By explicitly modeling the "curse of dimensionality" as Theorem 3.5, the conclusion that "sampling must occur on the semantic manifold" becomes clear, showing a rare and strong causal link between theory and method.
The "LLM = Computational Thymus" metaphor is not only easy to communicate but naturally explains why LLMs outperform GANs in generating hard negatives: their output already exists within the VLM's shared semantic space.
Defining the inference score as \(s^+ - \lambda s^-\) instead of only \(s^+\) explicitly utilizes the "non-self" knowledge acquired during training, offering a new paradigm for future OOD scoring.

Limitations & Future Work¶

Antibody quality is entirely dependent on the LLM; the authors admit the system's safety is upper-bounded by the LLM's "imagination" (Wasserstein alignment).
The \(\delta_{safe}, \delta_{risk}\) in the band-pass filter and the \(\tau_{evt}\) in EVT are empirical settings; tuning costs can be high when the number of classes is very large.
The paper does not provide public code or antibody generation prompt templates, making reproduction difficult.
Antibody generation is an offline, one-time step; if ID categories expand dynamically, the three-stage pipeline must be re-executed.

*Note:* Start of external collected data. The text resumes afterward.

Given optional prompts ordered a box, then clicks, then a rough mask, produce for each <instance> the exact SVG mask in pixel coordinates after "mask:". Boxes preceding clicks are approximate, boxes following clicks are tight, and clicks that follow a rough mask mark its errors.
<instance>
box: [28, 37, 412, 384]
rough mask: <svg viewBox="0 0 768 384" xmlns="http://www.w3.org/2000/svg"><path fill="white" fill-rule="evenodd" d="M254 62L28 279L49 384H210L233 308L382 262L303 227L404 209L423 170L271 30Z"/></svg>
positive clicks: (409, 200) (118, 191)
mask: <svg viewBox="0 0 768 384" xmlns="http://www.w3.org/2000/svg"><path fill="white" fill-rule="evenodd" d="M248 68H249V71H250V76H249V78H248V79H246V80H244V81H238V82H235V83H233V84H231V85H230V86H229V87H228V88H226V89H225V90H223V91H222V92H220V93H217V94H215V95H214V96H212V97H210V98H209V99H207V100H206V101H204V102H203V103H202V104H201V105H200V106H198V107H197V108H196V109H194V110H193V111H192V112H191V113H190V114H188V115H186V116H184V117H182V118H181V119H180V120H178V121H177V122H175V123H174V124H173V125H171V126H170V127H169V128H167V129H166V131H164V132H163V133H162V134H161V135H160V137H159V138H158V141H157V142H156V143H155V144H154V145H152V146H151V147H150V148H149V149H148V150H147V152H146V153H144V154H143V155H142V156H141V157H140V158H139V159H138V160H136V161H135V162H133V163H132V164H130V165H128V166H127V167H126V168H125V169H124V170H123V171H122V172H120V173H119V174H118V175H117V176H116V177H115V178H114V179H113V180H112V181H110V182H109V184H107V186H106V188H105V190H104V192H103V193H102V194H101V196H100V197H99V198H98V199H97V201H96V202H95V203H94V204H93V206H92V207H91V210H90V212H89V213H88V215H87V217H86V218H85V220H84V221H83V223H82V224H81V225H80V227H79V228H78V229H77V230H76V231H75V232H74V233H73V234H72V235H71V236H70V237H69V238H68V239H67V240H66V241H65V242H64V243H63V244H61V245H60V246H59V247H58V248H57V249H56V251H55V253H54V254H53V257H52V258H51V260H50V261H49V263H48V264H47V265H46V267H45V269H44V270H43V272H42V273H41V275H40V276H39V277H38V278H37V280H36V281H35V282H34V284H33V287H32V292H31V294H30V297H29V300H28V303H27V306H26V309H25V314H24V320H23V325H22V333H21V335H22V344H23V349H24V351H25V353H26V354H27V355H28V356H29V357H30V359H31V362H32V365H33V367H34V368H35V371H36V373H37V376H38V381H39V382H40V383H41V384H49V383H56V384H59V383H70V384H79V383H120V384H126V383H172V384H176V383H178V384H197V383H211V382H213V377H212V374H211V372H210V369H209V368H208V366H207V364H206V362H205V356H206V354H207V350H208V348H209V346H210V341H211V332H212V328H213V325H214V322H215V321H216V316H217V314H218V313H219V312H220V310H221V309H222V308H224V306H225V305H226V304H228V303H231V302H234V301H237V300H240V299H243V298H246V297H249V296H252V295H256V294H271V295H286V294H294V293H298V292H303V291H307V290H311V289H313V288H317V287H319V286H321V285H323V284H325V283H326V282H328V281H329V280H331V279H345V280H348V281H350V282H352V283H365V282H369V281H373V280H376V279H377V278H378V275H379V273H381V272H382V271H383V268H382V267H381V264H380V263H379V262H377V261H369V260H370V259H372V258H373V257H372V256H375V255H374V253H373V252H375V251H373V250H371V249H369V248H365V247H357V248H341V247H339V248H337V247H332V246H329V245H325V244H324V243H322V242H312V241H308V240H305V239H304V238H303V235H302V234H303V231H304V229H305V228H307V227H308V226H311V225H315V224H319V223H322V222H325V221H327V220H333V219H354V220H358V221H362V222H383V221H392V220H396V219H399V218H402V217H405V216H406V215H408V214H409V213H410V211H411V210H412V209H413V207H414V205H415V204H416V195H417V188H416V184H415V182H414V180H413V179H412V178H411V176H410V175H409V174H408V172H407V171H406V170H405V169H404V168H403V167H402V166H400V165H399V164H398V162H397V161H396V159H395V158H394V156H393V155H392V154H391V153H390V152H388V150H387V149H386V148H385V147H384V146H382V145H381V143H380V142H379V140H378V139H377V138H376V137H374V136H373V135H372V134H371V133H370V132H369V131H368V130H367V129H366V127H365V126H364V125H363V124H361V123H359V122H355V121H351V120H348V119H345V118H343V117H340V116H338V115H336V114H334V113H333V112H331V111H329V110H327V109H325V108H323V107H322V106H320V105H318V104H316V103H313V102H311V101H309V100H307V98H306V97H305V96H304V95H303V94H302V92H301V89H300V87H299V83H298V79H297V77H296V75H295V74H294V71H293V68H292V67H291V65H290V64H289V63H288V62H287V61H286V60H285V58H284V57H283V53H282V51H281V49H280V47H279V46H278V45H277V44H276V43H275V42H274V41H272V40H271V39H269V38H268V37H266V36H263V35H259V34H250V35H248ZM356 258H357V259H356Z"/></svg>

vs MCM (Ming et al., 2022): MCM only uses class-name text embeddings for maximum concept matching and is reactive; Immuno-VLM actively generates negative textual concepts to formalize boundaries.
vs Classical AIS / Negative Selection: Classical AIS generates detectors in pixel or random bit space, which Theorem 3.5 proves non-scalable; this work migrates detectors to the semantic space.
vs Energy / ASH etc. (Discriminative OOD): These methods only look at activation magnitudes without explicitly using "non-self" information; the \(S_{DIS}\) in this paper merges discriminative and generative lines of thought.

Rating¶

Novelty: ⭐⭐⭐⭐⭐ Adapting immunological negative selection to VLMs with a clear mathematical mapping is unique.
Experimental Thoroughness: ⭐⭐⭐⭐ Evaluated on ImageNet-1K and three OOD benchmarks with complete ablations; would be even stronger with ViT-L/14 and LLaVA-style MLLMs.
Writing Quality: ⭐⭐⭐⭐ Vivid analogies with theorem-method correspondence; however, related work citations are a bit too dense, affecting readability.
Value: ⭐⭐⭐⭐ Provides a practical path for "open-world VLM safety" without moving the backbone using an LLM as a thymus; high industrial deployability.